I'm comfortable on the technical side. However, the consortium's
biggest inital, unmet need was finding people who could learn to
administer small networks and fit well with the organizations they
were working with.
The most helpful preperation I had for this task was
spending a couple years looking for full time work in the late
80s. As a recent college dropout, without a driver's license, in
a rural area flooded with highly skilled ex-defense workers, I did
not have it easy.
When I was supporting myself with part time construction and restaurant
work, there were a few potential employers who took the time to treat me
with great courtesy. I tried to treat repay this courtesy when I interviewed
people who couldn't copy a file from a floppy disc. One way I tried
to be respectful was to provide people with a copy of the interview
questions in advance. We were looking for careful well prepared
people, not people who were good guessers.
My focus shifted, after we up and staffed the first 9 labs. (It was
great to work with Eduardo Czarnobai and Felicia Sullivan on this.)
I spent a lot of time visiting sites and helping them with various problems.
I'd expected most of these problems to be technical in nature.
I wound up spending about half my time on non technical stuff. For
example I helped a person moving from part time to full time research
elementary school pay scales. I think this helped both sides in her
negociations get a realistic perspective.
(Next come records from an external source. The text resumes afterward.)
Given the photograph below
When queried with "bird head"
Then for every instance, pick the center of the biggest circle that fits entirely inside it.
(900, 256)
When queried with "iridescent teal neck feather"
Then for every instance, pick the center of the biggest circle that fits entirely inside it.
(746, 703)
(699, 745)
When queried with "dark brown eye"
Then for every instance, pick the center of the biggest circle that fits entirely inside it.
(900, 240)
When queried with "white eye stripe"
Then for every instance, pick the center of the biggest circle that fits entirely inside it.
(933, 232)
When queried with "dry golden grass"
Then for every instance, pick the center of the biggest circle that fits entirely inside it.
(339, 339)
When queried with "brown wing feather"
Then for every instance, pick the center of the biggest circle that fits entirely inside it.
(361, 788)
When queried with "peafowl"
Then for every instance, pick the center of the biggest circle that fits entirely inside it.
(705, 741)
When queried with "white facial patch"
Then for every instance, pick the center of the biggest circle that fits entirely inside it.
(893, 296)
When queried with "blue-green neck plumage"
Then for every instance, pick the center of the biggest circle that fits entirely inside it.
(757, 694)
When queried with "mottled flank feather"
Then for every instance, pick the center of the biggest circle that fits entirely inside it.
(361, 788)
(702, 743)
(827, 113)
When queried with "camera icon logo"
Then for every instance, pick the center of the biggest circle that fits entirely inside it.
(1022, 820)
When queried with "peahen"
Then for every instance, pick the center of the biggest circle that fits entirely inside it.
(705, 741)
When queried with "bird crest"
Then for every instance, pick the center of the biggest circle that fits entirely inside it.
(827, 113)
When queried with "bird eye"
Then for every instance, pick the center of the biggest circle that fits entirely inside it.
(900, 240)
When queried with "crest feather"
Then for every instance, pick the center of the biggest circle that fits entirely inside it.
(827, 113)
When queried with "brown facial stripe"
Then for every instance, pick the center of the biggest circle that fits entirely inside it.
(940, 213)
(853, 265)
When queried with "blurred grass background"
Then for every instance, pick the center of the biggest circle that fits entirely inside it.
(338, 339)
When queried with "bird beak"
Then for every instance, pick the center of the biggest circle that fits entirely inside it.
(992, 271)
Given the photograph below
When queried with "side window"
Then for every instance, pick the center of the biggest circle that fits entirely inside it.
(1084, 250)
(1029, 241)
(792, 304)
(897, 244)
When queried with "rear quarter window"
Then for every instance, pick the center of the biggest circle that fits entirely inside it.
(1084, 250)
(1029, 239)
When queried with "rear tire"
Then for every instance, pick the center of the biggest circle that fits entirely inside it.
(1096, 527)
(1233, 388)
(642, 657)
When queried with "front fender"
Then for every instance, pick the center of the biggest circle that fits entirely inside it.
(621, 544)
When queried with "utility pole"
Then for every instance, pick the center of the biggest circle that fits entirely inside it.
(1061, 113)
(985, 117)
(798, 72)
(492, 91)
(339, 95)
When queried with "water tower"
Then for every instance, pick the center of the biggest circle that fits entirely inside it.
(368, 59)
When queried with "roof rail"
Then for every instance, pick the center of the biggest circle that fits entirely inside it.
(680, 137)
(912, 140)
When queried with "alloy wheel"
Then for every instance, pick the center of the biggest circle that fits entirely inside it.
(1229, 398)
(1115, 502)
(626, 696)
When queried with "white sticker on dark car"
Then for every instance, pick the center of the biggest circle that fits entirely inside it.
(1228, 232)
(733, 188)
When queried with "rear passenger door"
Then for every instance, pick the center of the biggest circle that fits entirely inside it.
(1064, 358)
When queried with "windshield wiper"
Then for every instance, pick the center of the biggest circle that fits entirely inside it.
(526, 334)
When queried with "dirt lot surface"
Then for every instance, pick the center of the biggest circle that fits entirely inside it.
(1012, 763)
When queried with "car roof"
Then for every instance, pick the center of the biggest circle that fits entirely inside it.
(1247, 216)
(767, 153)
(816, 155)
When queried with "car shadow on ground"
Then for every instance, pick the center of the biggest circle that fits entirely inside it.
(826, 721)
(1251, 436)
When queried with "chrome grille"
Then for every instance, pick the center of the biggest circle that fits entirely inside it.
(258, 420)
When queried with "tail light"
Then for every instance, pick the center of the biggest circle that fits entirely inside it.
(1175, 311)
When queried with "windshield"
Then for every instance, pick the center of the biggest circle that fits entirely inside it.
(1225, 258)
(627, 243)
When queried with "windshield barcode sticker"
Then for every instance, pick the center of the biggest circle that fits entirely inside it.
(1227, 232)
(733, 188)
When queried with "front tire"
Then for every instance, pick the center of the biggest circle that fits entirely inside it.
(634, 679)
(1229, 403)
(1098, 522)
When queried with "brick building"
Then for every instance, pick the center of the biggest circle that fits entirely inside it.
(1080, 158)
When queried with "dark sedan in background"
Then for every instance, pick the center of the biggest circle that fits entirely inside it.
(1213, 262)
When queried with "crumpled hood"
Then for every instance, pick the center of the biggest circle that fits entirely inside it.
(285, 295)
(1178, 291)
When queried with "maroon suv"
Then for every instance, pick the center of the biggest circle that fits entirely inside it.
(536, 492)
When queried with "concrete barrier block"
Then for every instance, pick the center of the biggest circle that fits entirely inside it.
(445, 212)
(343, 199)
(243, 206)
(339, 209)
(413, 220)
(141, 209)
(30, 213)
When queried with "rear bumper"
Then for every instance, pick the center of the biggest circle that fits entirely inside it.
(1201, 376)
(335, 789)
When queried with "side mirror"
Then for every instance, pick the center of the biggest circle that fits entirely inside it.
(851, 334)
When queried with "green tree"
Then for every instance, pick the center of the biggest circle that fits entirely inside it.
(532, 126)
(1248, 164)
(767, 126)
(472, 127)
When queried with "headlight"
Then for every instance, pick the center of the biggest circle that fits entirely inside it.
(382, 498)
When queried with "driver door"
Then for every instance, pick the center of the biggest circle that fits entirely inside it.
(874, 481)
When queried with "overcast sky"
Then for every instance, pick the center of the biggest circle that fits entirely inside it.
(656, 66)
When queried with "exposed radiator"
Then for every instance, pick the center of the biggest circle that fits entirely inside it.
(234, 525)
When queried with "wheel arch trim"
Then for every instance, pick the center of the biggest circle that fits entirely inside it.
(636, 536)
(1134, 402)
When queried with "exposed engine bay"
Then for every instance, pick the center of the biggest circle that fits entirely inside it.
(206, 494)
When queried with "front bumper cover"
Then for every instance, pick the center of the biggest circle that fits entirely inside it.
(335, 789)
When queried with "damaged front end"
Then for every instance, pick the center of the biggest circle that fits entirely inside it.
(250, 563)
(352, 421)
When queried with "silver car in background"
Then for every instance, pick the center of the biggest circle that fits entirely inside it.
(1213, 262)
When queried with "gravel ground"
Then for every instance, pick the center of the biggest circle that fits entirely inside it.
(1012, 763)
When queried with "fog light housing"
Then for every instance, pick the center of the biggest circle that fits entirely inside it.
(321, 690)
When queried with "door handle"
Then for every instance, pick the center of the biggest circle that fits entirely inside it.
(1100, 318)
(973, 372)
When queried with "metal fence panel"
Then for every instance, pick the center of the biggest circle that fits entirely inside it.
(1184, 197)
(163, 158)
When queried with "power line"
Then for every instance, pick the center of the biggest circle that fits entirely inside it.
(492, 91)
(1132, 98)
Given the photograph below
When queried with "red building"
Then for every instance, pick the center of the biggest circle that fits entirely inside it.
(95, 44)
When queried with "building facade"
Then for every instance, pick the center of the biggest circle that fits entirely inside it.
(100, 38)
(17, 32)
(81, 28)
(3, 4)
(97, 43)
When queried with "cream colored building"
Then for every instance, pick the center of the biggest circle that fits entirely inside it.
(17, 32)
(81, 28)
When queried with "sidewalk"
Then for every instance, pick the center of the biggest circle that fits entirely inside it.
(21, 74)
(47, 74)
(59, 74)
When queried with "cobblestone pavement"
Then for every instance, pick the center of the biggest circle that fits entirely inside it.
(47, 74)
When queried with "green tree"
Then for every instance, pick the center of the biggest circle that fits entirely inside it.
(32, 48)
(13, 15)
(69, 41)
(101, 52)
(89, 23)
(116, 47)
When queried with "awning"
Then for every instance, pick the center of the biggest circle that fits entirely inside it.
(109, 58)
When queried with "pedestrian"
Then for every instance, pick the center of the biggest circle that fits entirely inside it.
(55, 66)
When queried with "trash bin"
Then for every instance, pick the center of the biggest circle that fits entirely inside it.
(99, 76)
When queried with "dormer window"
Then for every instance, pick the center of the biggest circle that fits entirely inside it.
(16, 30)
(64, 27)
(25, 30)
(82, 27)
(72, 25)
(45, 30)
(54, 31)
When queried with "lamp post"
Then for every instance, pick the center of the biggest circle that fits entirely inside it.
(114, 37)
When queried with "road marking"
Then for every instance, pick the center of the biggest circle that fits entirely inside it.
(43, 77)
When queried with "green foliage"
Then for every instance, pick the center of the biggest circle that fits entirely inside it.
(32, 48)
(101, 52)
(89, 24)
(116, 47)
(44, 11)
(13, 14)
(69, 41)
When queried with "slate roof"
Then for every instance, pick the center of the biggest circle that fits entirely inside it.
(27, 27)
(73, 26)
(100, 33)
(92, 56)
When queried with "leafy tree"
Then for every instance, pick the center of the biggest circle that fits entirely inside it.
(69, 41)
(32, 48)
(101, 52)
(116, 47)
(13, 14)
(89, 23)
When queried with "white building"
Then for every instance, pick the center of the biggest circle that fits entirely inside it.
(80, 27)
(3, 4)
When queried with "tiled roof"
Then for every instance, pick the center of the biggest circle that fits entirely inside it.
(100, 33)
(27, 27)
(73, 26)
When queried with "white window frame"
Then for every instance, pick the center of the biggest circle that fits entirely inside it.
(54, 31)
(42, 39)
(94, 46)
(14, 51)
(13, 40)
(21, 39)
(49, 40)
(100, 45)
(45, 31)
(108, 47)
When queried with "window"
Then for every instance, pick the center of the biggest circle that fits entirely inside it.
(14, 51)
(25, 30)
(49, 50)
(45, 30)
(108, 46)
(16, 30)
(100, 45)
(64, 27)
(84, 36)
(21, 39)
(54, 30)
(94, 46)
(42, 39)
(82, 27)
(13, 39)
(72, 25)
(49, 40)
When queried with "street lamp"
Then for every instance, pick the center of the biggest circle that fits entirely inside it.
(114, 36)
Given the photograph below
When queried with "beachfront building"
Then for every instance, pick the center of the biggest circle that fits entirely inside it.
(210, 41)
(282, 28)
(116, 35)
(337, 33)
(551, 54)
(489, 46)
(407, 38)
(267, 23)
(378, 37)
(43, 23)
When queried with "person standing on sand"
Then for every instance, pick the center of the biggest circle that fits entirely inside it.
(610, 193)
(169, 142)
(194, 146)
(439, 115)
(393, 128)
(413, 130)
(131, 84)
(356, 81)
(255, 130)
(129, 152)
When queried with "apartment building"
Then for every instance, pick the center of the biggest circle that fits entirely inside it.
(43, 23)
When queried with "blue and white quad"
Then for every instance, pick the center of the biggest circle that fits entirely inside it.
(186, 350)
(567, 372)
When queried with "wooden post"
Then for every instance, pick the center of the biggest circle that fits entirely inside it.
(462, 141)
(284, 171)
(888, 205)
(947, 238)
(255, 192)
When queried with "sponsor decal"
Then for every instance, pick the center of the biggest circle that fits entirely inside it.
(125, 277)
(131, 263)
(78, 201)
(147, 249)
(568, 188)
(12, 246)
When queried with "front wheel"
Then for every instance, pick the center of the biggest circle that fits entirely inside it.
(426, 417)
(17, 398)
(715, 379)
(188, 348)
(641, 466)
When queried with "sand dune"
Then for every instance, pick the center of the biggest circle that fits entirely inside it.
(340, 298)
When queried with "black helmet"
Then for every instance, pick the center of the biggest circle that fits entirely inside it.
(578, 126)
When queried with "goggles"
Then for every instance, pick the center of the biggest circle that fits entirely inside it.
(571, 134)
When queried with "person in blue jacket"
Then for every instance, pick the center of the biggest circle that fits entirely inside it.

Right now, my primary focus is teaching network administration classes.
The
market rate
for certified network administrators with between 0 and 2 years of experience
is relatively high. It is useful to provide incentives for people to stay
at low paying non profit jobs. In the next year I hope have 30
people pass at least one exam and 5 people get completely MCSE certified
I'm also spending a lot of time building a web server infra structure.
Commercial Web hosting is either inexpensive or reliable. I'm hoping to
provide both to Lowell area non profits decent web hosting with the ability
to run useful databases like class registration for close to free. (UMass
Lowell computer science department is generously allowing us to use their
very nice network for free)
Working on the web server is teaching me a lot about LINUX. While
Microsoft is quite generous with non-profits, LINUX's price tag is
even more attractive. I'd like to learn LINUX well enough to teach some
classes by the end of my current VISTA year.